ABSTRACT
This study analyses the dynamic spillovers across 10 Dow Jones Islamic and conventional sector index pairs. Using various multivariate GARCH models, the results show significant time-varying conditional correlations for all the pairs. Moreover, there is evidence that the conditional correlations for all the sector pairs, except those of the Telecommunication and Utilities sectors, increase after the onset of the global financial crisis (GFC), suggesting non-subsiding risks, contagion effects and gradual greater financial linkages. The Islamic sectors’ risk exposure can be effectively hedged over time in diversified portfolios containing conventional sector stocks. These results provide several practical implications for portfolio managers and policymakers in regard to optimal asset allocations, portfolio risk management and the diversification benefits among these markets.
Disclosure statement
No potential conflict of interest was reported by the authors.
Notes
1 The Islamic industry screens are designed to prohibit certain economic activities such as alcohol, pork-related products, conventional financial services, entertainment, tobacco, weapons and defence.
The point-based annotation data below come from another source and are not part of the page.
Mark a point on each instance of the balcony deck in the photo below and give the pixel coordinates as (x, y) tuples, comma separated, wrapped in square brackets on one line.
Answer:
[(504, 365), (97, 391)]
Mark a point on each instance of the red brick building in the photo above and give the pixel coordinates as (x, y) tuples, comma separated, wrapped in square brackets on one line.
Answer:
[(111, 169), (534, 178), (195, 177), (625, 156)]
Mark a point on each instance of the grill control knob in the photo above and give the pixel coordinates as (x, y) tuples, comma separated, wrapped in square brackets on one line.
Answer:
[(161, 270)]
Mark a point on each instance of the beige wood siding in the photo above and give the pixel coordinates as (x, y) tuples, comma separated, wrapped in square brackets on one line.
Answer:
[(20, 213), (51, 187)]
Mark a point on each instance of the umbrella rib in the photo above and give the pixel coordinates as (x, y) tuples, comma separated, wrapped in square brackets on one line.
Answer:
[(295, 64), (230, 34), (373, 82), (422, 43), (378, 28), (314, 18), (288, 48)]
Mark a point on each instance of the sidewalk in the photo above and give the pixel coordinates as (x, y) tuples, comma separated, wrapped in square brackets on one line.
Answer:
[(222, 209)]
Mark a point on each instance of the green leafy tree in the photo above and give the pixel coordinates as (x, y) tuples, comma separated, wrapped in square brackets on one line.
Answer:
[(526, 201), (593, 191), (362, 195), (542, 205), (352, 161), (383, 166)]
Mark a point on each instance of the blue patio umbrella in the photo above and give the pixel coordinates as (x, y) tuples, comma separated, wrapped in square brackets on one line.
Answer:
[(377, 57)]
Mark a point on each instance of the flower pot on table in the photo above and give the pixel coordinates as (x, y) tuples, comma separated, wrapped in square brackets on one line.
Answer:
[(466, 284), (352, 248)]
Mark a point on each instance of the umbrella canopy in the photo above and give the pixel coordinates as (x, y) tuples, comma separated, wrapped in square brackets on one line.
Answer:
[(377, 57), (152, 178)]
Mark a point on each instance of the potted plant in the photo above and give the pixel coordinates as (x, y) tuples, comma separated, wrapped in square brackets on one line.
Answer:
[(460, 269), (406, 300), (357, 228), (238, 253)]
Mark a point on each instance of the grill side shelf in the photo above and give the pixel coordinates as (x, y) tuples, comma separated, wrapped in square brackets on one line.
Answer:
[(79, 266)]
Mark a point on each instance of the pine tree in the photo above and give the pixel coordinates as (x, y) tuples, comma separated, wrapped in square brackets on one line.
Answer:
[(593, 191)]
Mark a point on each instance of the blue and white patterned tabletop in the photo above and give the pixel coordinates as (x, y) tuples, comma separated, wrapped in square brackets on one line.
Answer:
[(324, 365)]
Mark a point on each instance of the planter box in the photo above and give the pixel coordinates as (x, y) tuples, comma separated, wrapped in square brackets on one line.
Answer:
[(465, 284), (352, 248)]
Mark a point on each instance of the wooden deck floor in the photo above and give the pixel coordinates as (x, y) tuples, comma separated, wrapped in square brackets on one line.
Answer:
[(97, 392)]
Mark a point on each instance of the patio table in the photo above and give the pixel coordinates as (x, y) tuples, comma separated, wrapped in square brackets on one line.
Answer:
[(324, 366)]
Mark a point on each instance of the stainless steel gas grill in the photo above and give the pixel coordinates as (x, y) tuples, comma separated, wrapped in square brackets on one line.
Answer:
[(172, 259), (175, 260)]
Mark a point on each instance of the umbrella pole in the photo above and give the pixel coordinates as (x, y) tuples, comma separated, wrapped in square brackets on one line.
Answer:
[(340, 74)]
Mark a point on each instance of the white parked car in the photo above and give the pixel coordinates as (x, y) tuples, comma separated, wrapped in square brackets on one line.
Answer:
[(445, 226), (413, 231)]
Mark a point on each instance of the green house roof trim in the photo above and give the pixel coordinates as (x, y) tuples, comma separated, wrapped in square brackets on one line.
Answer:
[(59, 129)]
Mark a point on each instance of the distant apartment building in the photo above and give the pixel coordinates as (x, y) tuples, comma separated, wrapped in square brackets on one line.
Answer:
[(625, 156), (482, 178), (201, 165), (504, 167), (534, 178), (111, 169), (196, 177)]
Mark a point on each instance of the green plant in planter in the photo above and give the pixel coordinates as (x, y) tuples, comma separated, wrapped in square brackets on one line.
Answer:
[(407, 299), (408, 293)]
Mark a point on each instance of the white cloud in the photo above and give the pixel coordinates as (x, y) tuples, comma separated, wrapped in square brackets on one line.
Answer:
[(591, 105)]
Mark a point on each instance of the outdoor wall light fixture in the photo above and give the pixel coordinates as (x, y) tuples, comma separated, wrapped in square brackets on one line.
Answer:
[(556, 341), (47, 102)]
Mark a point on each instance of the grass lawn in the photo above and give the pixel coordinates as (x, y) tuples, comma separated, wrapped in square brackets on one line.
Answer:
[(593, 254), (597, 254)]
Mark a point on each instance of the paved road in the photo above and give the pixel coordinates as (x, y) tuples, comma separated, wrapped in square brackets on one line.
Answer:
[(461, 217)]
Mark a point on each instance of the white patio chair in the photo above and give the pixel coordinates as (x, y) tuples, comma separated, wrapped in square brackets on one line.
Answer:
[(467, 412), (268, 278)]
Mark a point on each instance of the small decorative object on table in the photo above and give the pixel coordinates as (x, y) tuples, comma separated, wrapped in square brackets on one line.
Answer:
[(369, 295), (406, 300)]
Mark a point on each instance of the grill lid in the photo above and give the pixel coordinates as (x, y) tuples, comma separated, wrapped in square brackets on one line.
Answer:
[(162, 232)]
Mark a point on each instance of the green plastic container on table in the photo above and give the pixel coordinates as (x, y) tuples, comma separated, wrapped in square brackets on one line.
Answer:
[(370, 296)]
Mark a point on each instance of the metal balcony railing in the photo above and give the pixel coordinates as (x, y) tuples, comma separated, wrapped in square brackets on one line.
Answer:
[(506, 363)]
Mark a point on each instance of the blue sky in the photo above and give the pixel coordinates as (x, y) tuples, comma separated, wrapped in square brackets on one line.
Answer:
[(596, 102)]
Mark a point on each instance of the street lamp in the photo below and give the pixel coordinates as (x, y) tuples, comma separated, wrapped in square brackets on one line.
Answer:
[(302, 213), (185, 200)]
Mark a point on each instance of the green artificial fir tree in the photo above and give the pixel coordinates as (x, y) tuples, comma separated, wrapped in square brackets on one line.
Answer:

The financial ratio screens stipulate that the total debt divided by the trailing 24-month average market capitalization, sum of a company’s cash and interest-bearing securities divided by the trailing 24-month average market capitalization and accounts receivables divided by trailing 24-month average market capitalization should be less than 33% for all three ratios.
2 For the theoretical explanation on asymmetry or the leverage effect, see Black (Citation1976), Christie (Citation1982), Poterba and Summers (Citation1986) and Campbell and Hentschel (Citation1992).